Keine Sorge, ich werde Ihnen sicher nicht sagen, was sie tun sollen. Das überlasse ich Ihrem Boss. Gerne verrate ich Ihnen aber, wie es bei mir war und wie ich versuchte habe, besser klarzukommen. „Komm klar mit den Schwächen der Führungskräfte und den Zumutungen auf dem Chefsessel!“ So lautet der Untertitel unseres Buchs, der nicht unbedingt als Aufforderung zu verstehen ist, sondern mehr als eine Einladung für ein besseres Miteinander.
Zugegeben, meine Erlebnisse sind sehr subjektiv. Die Subjektivität sei die Wahrheit, sagte der dänische Philosoph Søren Kierkegaard. Ob es wahr ist, dass blöde Bosse in der Arbeitswelt die Regel sind oder doch die unrühmliche Ausnahme, das weiß ich nicht. Zumindest kann ich aus meiner Sicht behaupten, auf überraschend viele dieser vermeintlichen Ausnahmen getroffen zu sein.

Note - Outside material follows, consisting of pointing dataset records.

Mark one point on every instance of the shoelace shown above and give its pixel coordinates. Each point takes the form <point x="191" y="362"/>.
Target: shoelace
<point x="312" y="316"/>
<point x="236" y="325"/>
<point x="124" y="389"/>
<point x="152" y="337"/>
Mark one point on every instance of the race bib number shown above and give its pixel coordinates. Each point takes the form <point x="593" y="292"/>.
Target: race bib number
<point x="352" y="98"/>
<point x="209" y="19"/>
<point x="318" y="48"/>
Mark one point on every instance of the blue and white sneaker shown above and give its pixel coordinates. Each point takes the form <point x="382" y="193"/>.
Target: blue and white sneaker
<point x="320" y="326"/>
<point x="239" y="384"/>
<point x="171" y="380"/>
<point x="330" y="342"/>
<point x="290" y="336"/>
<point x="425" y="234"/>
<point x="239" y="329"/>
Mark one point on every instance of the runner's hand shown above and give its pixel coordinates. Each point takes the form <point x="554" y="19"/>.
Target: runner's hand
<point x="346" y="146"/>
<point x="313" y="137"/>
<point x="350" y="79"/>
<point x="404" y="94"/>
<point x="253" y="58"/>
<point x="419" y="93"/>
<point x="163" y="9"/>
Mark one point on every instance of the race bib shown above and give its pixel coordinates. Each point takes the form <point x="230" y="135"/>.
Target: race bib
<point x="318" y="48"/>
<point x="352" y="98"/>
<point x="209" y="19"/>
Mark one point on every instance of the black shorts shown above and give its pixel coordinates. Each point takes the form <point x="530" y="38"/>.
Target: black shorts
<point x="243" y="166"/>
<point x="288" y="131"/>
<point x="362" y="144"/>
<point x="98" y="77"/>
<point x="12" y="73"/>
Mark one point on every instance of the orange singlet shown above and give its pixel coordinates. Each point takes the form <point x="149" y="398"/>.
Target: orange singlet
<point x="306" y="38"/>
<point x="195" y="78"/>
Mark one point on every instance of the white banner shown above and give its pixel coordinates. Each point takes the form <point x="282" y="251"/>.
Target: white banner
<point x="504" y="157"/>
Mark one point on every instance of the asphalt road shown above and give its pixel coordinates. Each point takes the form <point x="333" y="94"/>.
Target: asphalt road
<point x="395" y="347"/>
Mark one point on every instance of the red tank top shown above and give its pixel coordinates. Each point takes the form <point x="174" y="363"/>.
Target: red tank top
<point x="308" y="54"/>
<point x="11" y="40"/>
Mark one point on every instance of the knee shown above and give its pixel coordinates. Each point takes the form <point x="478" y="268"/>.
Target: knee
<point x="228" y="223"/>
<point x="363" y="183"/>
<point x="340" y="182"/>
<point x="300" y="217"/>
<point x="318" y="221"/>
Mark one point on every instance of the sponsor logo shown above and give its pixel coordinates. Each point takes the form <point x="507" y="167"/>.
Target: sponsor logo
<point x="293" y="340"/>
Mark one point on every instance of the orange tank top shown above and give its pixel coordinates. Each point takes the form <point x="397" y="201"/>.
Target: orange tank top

Objektiv ist die Blödheit der Bosse sowieso nicht bestimmbar. Ob ihr Verhalten angemessen erscheint, hängt vom Kontext ab. So kann eine Situation am Arbeitsplatz, die für die einen genau passt, für andere eine Zumutung darstellen. Der Kommunikationspsychologe Schulz von Thun (1998) weist auf die Unterschiede einer situationsgerechten Kommunikation hin. Jedes Team und jede Gruppe entwickeln demnach ihre ganz eigenen Vorstellungen davon, welches Verhalten in bestimmten Situationen angemessen ist. Befremdlich werde es dann, wenn die jeweiligen Vorstellungen divergieren (1998, S. 358 ff.). Zwischen mir und meinen Bossen war die Divergenz eigentlich immer gewaltig. Da drängt sich doch die Frage auf, wie es gelingt, die Kluft zu überwinden.
Die folgende Erklärung sollte eigentlich der Schluss des Buches werden. Exklusiv dürfen Sie das Ende nun schon zu Beginn lesen.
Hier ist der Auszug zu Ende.